In 1966, the idea for the Hong Kong International School (HKIS) was turned into reality thanks to the actions of three groups, all working towards the same ends.
These groups were Hong Kong Government – which granted land and interest free loans – a group of American businessmen and representatives of the educational arm of the Lutheran Church-Missouri Synod.
On 14 September 1967, the school opened the doors to a new campus in Repulse Bay, housing 630 multi-national students. HKIS continued to expand over time, which led to the creation of a second building in Repulse Bay, and finally an additional campus in Tai Tam.
Don Drake, Associate Provost at HKIS, said the school hosts a variety of professional growth opportunities for all educators throughout the South East Asia region.
“Recent events include our third annual APPEC – [Asia Pacific Physical Educators Conference] targeted towards best practices around physical health and mental wellness,” Drake told The Educator Asia.

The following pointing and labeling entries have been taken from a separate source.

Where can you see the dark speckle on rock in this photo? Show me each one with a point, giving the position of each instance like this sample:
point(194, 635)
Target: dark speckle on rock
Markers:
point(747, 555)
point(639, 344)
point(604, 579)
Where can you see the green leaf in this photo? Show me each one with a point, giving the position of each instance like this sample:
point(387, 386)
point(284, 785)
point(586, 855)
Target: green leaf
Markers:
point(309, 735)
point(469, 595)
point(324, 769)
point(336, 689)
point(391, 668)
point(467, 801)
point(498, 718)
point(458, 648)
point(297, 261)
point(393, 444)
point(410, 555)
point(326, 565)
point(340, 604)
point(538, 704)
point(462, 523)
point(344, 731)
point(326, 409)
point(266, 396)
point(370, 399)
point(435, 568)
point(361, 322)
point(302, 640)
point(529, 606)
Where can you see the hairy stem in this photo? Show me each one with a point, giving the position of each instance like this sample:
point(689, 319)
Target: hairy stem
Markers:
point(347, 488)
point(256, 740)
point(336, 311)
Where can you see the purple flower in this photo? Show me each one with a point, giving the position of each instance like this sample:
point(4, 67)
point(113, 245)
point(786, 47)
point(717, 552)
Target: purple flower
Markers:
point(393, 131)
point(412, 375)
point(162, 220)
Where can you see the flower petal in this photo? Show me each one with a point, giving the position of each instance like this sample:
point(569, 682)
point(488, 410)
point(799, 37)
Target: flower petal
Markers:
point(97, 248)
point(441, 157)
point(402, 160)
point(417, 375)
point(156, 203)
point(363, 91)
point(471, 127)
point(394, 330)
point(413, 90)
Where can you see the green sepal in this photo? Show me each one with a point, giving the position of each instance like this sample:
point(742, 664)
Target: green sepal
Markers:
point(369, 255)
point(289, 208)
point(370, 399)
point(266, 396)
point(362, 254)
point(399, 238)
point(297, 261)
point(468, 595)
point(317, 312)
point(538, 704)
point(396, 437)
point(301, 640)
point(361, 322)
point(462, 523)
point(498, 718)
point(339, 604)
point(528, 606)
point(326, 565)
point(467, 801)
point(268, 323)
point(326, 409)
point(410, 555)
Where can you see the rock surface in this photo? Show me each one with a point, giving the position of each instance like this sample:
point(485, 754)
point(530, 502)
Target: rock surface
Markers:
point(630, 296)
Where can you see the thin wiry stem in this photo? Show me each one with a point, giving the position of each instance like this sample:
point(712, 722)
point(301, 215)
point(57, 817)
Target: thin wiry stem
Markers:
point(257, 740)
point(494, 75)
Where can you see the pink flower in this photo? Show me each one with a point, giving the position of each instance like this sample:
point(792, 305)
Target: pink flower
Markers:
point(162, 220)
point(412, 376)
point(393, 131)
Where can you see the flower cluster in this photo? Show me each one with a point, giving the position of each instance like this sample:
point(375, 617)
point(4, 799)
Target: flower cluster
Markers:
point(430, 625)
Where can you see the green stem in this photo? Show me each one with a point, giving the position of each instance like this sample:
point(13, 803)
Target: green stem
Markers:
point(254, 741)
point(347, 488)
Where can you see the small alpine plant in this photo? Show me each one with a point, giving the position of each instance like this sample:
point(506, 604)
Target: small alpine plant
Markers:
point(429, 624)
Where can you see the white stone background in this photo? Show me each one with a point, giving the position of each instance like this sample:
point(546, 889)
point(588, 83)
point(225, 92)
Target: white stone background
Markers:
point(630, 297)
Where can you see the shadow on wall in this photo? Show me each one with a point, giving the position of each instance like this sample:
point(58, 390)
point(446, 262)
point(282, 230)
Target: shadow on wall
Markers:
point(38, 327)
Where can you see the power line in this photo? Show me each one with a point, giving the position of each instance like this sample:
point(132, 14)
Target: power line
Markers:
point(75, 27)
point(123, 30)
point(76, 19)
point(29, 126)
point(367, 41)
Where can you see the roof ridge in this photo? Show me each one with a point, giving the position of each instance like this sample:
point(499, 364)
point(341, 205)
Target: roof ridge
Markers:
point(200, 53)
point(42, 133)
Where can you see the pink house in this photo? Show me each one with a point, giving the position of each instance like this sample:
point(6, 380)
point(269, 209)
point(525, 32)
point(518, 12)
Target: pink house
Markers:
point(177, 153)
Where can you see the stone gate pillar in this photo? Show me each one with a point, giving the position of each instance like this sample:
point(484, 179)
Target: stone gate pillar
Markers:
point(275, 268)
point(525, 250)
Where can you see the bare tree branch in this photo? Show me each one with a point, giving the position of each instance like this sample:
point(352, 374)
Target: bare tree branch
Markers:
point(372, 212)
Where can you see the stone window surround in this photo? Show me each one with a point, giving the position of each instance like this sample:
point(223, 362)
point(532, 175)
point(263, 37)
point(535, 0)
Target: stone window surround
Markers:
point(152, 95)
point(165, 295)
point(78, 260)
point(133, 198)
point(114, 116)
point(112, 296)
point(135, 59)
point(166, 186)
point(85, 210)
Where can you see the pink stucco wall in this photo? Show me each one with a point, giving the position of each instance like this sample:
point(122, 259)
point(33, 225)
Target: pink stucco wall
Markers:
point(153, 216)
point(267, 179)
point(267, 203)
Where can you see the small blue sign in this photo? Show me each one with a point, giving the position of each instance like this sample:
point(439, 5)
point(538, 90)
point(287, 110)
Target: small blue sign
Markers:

“In addition, we held our ninth Annual Literacy conference in support of best practices in Early Childhood and Elementary reading and writing practices in January. We also have a regional conference in Chinese Studies related to the Language Acquisition and Articulation.”
High on HKIS’s list of educational priorities is assuring “an excellent quality of education” for all of the school’s students as well as the continuous improvement of professional practice.
“We strive to provide a dynamic learning-based culture where all educators can experience significant professional and career growth,” Drake said.
Drake pointed to the need to equip teachers with the knowledge and skills required in today’s rapidly changing educational landscape by aligning professional development with individual needs.
He says this targeted approach to professional growth will lead to improved teacher effectiveness and student learning.
Drake said he has seen significant academic and Professional Development (PD) success during his time at HKIS. In particular, he highlighted the school’s student assessment of learning a movement to standards referenced assessment, rather than the traditional A-F 100-point scale practices.
“This has supported increased understanding for both students and teachers in relation to individual learner strengths and opportunities for growth as measured against targeted learner outcomes,” Drake said.